Hongkonger Alison Chan, the founder of confectionery and design brand Dear Harley, is one of our most recent discoveries. A self-taught baker, Chan originally worked as a news reporter before turning her growing interest in baking into a small business. “I never went to culinary school,” she tells us. “I learned all my skills mainly via experience, books and sometimes videos online.” Last year, she opened her own workshop in Central’s PMQ to pass on her hard-scraped knowledge to budding pastry chefs; Dear Harley, named after her beloved nephew, is a retro, pastel-coloured space where students can learn how to make unusual complex creations such as Chan’s geode and isomalt cake, or schedule one-on-ones with Chan to create their own original cakes.
Vitasoy lemon tea cake (Photo: Courtesy of Dear Harley)
Hot and spicy chips cake (Photo: Courtesy of Dear Harley)
Sushi cake (Photo: Courtesy of Dear Harley)
Maltesers cake (Photo: Courtesy of Dear Harley)
Domaine Romanée Conti wine bottle cake (Photo: Courtesy of Dear Harley)

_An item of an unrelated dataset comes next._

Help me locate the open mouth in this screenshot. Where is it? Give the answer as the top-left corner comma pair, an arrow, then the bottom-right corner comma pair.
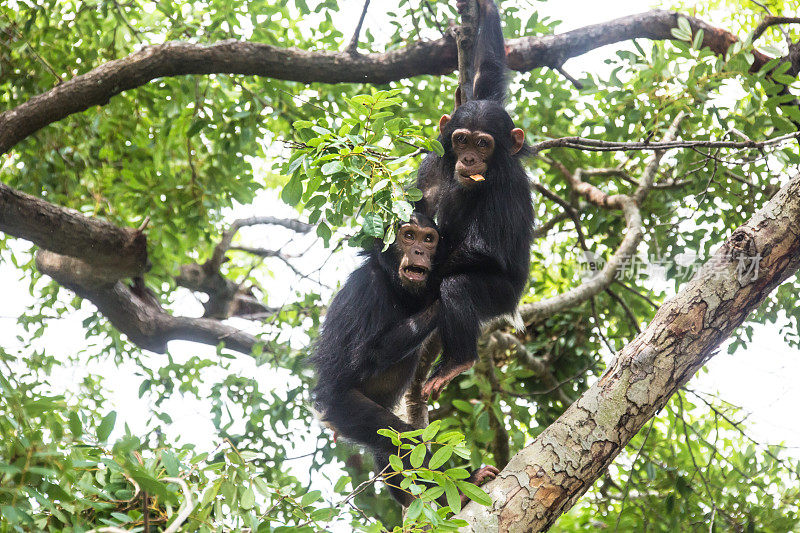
458,172 -> 486,184
403,265 -> 429,281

On why her cakes have received such a following, she’s humble and also pragmatic: “Illusion cakes are so fun! They look so much like the real objects that people do get fooled even if the cake and object are side by side,” she says. “There’s so much to discover in cake decorating. And nowadays people have more time to spend online, so maybe that’s also why.” Chan posts almost daily, most recently challenging her 21,000 fans to find the object in the frame that is actually cake (spoiler alert: it was the kitchen sponge).

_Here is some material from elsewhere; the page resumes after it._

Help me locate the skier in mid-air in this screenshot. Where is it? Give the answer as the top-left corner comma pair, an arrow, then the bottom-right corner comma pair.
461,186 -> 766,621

But Chan’s creations that resonate most with us are iconic snacks familiar to Hongkongers, from classic chocolate Pocky in its bright red box to the Vitasoy lemon tea juice box that, dare we say, looks far more realistic than Dominique Ansel’s simplified take over at Dang Wen Li. One of her favourites so far is the Hot and Spicy chips packet birthday cake that she designed; the cake is a classic red velvet with Italian meringue buttercream and Oreo crumbs, with the intricate trim design carefully painted by hand and the 3D chips made from rolling out fondant until paper-thin and coloured using colour dust and gel. This cake took her a full day to create. Apart from food items, she’s a dab hand at creating ultra realistic luxury goods as well, for example the Dior 30 Montaigne handbag or a Rolex Cosmograph Daytona watch, complete in its velvet-lined box—for the latter, Chan also painstakingly created the dial by painting freehand.

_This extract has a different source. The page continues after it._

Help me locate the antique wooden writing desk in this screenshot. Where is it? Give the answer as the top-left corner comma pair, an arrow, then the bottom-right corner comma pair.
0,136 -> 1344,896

For those looking to replicate Chan’s creations, she has a few simple words of advice: “Get the real object you’re trying to create, or use a template. Observe and study every feature and detail in the object very well. Don’t be afraid to fail for a few times—practice makes perfect!”
Chan is always open to commissions as well, so if you're not quite in the position of gifting someone special in your life a Hermès Birkin bag or a Chanel classic flap, you can give them the next best thing. It just goes to show that, sometimes, you can have your cake and eat it too.